- Theatrical release poster
- Spanish: Todos los nombres de Dios
- Directed by: Daniel Calparsoro
- Written by: Gemma Ventura
- Starring: Luis Tosar; Inma Cuesta; Nourdin Batán; Patricia Vico; Lucas Nabor; Antonio Buil; Roberto Enríquez; Fernando Cayo;
- Cinematography: Tommie Ferreras
- Edited by: Antonio Frutos
- Music by: Carlos Jean
- Production companies: Todos los Nombres de Dios AIE; Tripictures; Second Gen Pictures; Wanda Visión;
- Distributed by: Tripictures
- Release date: 15 September 2023;
- Country: Spain
- Language: Spanish
- Box office: €0.96 million

= All the Names of God =

All the Names of God (Todos los nombres de Dios) is a 2023 Spanish action thriller film directed by Daniel Calparsoro and written by Gemma Ventura which stars Luis Tosar alongside Inma Cuesta.

== Plot ==

In the wake of a terrorist attack, taxi driver Santiago Gómez Lasarte "Santi" is taken hostage by the surviving terrorist Hamza and subsequently becomes a walking human bomb in Gran Vía.

== Production ==
All the Names of God was written by Gemma Ventura.

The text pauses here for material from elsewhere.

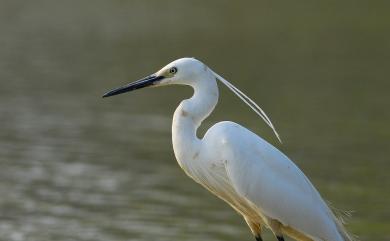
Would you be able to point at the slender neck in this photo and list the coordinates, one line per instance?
(189, 115)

The film was produced by Todos los Nombres de Dios AIE alongside Tripictures, Second Gen Pictures and Wanda Visión, and it had the collaboration of Amazon Prime Video, and the participation of RTVE, Telemadrid, and Mogambo. Shooting locations included Gran Vía and the Ciudad Real Airport.

== Release ==
Distributed by Tripictures, the film was released theatrically in Spain on 15 September 2023.

== Reception ==
Sergio F. Pinilla of Cinemanía rated the film 4 out of 5 stars, deeming it to be "a frenetic action thriller".

Raquel Hernández Luján of HobbyConsolas rated the film with 65 points ('acceptable'), positively citing Tosar's performance, the bathroom scene, and the chemistry between senior and young cast members, while negatively citing script issues and the overly derivative Guardia Civil subplot.